To make it work, I had to offload MSMs and multi-pairings to be performed by the SNARK verifier

How did you offload the MSM's?

Aug 26 '24 14:08 Forpee

@Forpee I've created a wrapper around Groth16 (other SNARK implementations, like Polymath, would also work). This wrapper uses special MSM and pairing gadgets to remember MSMs' scalars and G1 elements and pairings' G1 elements, and adds them to the public input. The verifier simply has to make sure MSMs and pairings evaluate to 0.

It's all in the code 😅

Aug 26 '24 16:08 imikushin

Just a note: for the FFA which occur in MSM there are tricks in SigmaBus that push FFA to the verifier circuit which can be accumulated in a Cyclefold instance. We will likely get all of this work into Cyclefold and then use the PSE tricks to get Cycefold on-chain.

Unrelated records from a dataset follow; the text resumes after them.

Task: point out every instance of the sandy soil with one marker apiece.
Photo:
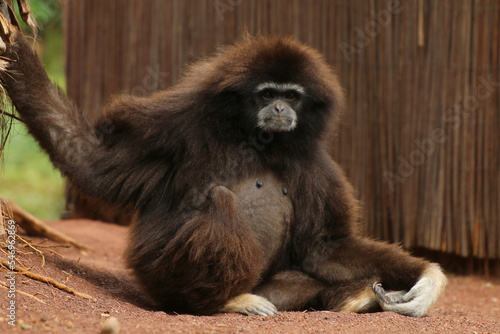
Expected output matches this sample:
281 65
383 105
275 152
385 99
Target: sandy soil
469 305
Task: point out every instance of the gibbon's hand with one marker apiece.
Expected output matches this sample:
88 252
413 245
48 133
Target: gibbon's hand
9 23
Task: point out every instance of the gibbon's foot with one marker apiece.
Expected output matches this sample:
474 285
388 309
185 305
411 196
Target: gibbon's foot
419 299
249 304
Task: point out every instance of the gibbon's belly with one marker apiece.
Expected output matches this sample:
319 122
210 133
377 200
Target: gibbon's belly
267 209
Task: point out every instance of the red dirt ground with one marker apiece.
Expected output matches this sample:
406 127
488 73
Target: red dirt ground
469 305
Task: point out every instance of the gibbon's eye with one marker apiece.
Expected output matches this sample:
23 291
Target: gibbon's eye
291 96
267 95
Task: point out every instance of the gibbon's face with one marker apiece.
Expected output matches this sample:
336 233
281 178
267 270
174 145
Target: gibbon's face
278 105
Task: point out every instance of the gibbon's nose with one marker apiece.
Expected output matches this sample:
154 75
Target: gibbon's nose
279 107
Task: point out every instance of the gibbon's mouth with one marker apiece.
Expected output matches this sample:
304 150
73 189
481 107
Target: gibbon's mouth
278 123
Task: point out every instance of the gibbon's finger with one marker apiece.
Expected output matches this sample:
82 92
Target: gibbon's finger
25 11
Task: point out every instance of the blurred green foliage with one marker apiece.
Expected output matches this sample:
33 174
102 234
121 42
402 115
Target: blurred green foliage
28 177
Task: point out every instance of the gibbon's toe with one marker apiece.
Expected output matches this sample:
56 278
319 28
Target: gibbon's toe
249 304
419 299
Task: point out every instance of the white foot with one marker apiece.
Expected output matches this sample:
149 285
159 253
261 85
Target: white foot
249 304
419 299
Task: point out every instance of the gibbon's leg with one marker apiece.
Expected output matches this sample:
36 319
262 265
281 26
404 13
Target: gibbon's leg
209 266
296 291
416 283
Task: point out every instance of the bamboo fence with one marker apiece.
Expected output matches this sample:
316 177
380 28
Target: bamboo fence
421 136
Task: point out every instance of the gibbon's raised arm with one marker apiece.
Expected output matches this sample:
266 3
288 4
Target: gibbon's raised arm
97 156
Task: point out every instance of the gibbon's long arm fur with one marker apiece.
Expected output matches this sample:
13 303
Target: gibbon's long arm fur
240 207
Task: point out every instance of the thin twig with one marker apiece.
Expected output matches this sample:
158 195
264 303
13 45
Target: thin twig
11 116
49 280
3 285
27 243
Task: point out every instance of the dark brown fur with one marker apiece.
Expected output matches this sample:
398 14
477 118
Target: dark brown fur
186 159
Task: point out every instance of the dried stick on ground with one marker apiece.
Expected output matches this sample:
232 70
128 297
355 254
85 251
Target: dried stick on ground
3 285
49 280
35 226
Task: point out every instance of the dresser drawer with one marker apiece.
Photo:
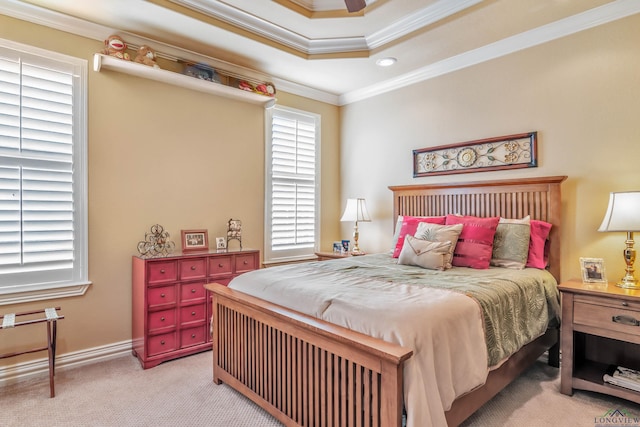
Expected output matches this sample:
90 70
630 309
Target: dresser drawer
162 319
162 343
193 336
220 266
195 268
162 271
192 313
245 263
609 317
192 292
161 295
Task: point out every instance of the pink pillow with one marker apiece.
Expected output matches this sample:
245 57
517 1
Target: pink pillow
537 244
475 245
410 225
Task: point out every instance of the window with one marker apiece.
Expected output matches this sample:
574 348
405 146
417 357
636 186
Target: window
292 184
43 194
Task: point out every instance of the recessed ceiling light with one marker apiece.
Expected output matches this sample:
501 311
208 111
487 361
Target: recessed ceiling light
385 62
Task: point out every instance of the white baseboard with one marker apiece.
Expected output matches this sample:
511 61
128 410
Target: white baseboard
22 371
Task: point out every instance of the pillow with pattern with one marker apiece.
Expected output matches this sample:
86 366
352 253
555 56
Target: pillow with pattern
511 243
475 244
440 233
423 253
409 226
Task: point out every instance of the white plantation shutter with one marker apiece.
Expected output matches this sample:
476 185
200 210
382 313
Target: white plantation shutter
42 170
292 185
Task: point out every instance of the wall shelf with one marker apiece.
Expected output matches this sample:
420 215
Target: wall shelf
106 62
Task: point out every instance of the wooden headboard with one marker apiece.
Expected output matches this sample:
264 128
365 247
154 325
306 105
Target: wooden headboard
538 197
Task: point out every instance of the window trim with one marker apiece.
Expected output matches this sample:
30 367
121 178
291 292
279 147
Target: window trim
268 255
36 292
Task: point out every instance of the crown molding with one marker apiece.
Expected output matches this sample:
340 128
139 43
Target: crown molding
583 21
427 16
327 46
58 21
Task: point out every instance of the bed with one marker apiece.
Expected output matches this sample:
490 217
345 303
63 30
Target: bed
308 371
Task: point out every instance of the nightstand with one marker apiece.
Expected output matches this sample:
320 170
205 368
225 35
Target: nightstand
323 256
600 327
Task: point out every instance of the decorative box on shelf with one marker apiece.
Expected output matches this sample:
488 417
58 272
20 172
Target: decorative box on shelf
170 306
106 62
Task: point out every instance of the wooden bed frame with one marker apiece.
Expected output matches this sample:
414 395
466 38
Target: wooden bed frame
305 371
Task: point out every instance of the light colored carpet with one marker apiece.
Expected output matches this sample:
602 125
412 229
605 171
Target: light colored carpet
181 393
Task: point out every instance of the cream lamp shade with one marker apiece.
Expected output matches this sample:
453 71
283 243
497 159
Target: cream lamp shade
623 214
356 211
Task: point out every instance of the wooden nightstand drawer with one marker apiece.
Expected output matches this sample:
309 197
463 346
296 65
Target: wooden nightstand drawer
193 336
192 313
220 266
161 295
160 272
611 318
162 343
193 269
162 319
192 292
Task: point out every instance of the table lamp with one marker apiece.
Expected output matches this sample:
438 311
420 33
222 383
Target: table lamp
623 214
356 210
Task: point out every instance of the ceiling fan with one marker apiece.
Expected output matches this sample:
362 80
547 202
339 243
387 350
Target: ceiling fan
355 5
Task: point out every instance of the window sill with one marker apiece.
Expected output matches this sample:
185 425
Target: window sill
19 296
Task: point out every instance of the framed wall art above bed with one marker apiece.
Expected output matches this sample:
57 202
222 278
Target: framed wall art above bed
490 154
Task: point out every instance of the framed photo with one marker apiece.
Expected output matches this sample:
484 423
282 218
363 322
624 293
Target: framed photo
221 243
593 270
195 240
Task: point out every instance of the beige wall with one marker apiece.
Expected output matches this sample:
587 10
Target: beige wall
581 93
159 154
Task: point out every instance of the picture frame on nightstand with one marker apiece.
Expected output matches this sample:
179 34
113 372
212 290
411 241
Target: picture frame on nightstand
195 240
593 270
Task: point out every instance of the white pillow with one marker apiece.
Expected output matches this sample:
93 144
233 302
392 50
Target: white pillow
425 254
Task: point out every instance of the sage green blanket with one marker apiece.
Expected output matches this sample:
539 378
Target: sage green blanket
517 305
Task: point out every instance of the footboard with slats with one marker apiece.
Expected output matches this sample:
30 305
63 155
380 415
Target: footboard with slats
301 370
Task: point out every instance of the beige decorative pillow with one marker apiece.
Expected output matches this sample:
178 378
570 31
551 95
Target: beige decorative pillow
440 233
511 243
423 253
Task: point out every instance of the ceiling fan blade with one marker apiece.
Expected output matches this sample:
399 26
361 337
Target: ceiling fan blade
355 5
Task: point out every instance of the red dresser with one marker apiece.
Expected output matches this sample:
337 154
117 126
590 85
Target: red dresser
171 308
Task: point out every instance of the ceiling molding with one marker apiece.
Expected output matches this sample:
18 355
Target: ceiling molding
583 21
326 46
410 23
58 21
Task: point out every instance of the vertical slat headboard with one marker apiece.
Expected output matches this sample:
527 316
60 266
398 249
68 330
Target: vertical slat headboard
540 198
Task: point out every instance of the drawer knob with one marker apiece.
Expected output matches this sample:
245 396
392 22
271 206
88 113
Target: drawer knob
625 320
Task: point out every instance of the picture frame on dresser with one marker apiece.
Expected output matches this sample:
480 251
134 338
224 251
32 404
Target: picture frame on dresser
593 270
195 240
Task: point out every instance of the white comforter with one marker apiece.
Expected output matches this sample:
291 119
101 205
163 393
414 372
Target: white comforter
444 328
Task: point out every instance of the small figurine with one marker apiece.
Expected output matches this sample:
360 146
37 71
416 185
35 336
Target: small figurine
234 231
146 56
115 46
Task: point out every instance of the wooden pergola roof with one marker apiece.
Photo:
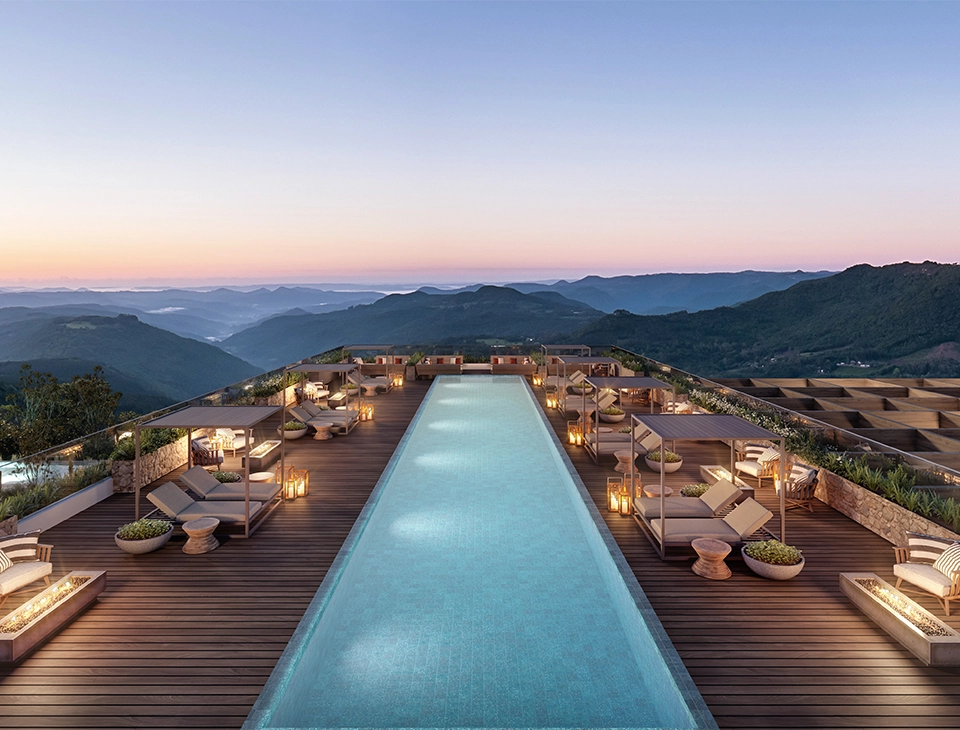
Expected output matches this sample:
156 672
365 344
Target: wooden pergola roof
213 417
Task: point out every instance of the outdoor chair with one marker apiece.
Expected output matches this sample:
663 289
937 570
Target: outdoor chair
760 462
206 486
748 517
177 505
23 560
720 496
801 483
930 564
204 453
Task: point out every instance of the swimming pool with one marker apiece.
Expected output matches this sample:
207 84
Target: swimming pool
479 589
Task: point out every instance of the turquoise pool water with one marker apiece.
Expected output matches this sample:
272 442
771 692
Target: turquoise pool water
479 590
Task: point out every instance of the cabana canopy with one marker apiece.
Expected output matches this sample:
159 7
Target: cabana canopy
701 427
191 417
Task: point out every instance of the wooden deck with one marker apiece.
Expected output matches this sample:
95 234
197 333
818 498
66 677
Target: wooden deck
188 641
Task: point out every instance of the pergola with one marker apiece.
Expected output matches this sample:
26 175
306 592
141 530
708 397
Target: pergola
588 362
615 384
700 427
343 369
386 350
204 417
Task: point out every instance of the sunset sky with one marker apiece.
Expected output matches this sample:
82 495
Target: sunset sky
170 143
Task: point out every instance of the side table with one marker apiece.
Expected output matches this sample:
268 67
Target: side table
711 552
200 534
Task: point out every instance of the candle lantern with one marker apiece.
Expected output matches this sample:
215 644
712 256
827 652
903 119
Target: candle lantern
614 485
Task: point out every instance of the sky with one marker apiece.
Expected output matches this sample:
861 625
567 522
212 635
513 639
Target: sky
449 142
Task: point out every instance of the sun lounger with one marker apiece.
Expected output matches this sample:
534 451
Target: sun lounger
177 505
720 496
747 518
204 485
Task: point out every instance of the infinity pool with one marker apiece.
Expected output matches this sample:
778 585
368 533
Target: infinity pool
479 589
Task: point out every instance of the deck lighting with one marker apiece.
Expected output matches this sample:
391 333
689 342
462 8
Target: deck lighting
614 487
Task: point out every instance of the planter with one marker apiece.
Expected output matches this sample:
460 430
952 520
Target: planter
611 418
292 435
773 572
14 645
668 467
139 547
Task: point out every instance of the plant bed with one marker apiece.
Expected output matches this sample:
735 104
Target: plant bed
920 632
772 559
143 536
22 630
673 461
262 455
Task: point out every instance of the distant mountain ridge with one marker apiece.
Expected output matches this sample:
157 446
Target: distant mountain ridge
664 293
401 319
158 363
903 318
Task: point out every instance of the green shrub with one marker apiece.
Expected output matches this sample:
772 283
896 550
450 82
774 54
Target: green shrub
144 529
671 456
773 552
695 490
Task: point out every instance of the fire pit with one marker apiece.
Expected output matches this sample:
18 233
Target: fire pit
929 639
24 628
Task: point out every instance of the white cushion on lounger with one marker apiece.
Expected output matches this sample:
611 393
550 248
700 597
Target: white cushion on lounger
21 574
923 576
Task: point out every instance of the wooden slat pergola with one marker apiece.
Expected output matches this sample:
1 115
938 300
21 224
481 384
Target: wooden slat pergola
616 384
197 417
700 427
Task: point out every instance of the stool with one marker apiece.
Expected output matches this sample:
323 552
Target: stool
653 490
711 552
624 461
323 430
200 532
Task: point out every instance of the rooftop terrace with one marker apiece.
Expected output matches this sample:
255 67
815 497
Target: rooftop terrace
188 641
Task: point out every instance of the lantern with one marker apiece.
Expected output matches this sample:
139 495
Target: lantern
614 486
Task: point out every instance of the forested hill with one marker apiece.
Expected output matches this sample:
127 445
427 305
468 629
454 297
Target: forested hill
162 364
899 319
416 318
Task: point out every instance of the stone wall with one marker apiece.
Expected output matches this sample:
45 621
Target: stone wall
152 466
277 398
881 516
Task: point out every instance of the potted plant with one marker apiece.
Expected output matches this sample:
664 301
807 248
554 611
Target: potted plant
612 415
293 429
695 490
671 460
772 559
143 536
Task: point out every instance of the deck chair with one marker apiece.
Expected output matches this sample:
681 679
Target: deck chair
23 560
759 462
921 563
720 496
735 528
177 505
801 483
204 485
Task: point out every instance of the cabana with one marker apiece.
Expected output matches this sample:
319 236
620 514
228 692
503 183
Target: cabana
551 356
586 364
596 442
701 427
388 363
350 416
210 417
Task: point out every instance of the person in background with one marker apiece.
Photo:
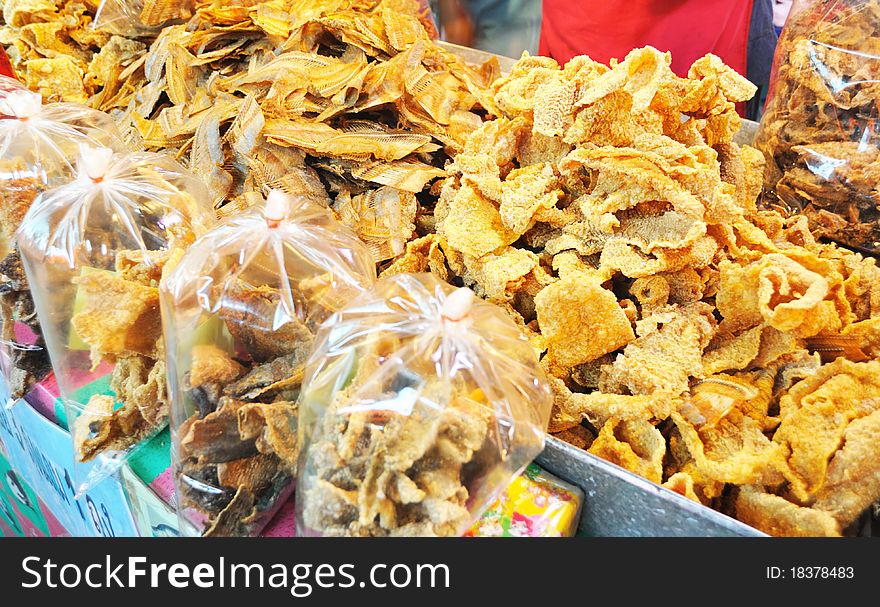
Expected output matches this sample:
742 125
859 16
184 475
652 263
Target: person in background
502 27
781 8
739 31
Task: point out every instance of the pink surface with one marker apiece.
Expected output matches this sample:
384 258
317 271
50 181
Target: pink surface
284 523
23 333
6 530
42 397
79 378
163 486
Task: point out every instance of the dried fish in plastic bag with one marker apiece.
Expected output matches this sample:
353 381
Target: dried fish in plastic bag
94 251
418 407
241 310
38 143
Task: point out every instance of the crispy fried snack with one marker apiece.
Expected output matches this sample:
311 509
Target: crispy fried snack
354 99
817 135
119 321
239 450
406 478
628 245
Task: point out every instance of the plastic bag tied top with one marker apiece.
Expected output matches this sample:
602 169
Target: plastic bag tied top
94 251
820 130
241 311
419 405
37 146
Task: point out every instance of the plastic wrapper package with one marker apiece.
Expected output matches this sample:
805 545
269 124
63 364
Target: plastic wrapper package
241 311
419 406
819 133
535 504
132 18
37 143
94 251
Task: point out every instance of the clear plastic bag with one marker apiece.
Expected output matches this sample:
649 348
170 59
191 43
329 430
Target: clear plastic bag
36 144
240 313
420 404
94 251
820 129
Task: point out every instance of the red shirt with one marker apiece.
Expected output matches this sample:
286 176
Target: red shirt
604 29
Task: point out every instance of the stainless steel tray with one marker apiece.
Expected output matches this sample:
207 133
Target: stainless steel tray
620 503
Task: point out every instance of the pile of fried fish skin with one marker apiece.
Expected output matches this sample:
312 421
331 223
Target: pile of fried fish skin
350 98
691 337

On L1 we pay for: 1 Cyclefold instance for FFA in MSM. (could be multiple of these amortized) 1 Groth16 for native field circuit.

Sep 02 '24 13:09 wyattbenno777

@wyattbenno777 are you talking about this paper: https://eprint.iacr.org/2023/1406 ?

Also, where can I learn more about "the PSE tricks to get Cyclefold on-chain" ?

Sep 15 '24 22:09 imikushin

https://privacy-scaling-explorations.github.io/sonobe-docs/design/nova-decider-onchain.html

Sep 16 '24 12:09 Forpee

The PRs are good to review as well. There is a whole world of tricks to deal with non-native field args and proof composition.

https://github.com/privacy-scaling-explorations/sonobe/pull/132

Also the newer Sigma-paper:

https://eprint.iacr.org/2024/265

Sep 16 '24 12:09 wyattbenno777

@GUJustin @moodlezoup Are you guys still interested in this?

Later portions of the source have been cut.